In an article on a rash of suicides at South Korea’s prestigious Korea Advanced Institute of Science and Technoloy, Mark McDonald describes a measure designed to spur academic performance:
Suh Nam-pyo, a renowned mechanical engineer who taught for many years at the Massachusetts Institute of Technology, became president of Kaist in 2006. He soon instituted a series of changes aimed at modeling Kaist after M.I.T. and other world-class science and research universities. …
Mr. Suh also engineered a system that required students to pay extra tuition for each hundredth of a point that their grade point average fell below 3.0 (based on a 4.3-point system). All students pay a token fee each semester, Kaist administrators said, but otherwise their tuition is free, financed by government scholarships.

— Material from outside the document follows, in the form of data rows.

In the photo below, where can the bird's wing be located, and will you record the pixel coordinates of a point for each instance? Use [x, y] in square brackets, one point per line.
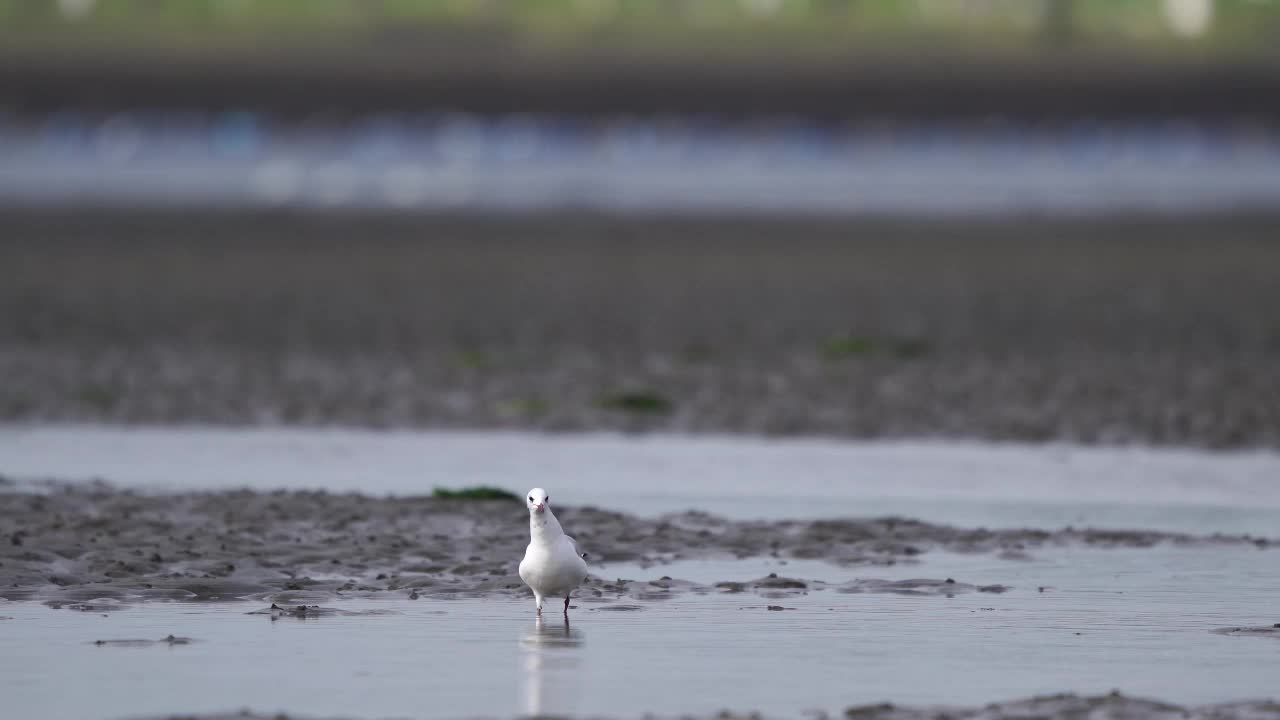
[576, 550]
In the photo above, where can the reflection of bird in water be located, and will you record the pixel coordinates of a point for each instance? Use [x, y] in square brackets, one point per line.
[551, 664]
[553, 565]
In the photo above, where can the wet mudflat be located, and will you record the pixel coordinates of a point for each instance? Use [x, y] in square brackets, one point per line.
[1097, 331]
[1038, 570]
[1141, 620]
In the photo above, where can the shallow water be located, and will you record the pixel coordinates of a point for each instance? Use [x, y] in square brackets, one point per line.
[1138, 620]
[1134, 619]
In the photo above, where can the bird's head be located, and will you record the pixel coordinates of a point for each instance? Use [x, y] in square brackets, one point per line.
[538, 501]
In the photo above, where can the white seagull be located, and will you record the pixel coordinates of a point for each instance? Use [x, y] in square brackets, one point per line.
[553, 565]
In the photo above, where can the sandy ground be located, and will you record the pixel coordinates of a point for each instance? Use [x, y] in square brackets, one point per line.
[1115, 329]
[94, 547]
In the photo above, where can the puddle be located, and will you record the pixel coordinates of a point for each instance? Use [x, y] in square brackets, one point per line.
[1142, 620]
[417, 614]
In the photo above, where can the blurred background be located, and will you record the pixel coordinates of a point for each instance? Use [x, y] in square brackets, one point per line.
[1033, 219]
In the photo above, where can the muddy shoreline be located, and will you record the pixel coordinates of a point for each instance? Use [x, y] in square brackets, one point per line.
[1159, 331]
[1048, 707]
[94, 547]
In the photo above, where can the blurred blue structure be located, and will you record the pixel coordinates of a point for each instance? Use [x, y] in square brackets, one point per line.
[787, 164]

Under the so-called punitive tuition program, a bad semester could cost a student’s family thousands of dollars.
The program, which was applauded at first, has since led to deep humiliation and anxiety among many students. Those who struggled and lost their full rides suddenly saw themselves as losers. Some critics, calling it ruthless, even blamed the program for the recent suicides.
At an elite U.S. university, I have to assume that Mr. Suh’s reform would just lead to more grade inflation as students importuned their professors for higher marks. One day the Koreans will grow soft, but not just yet.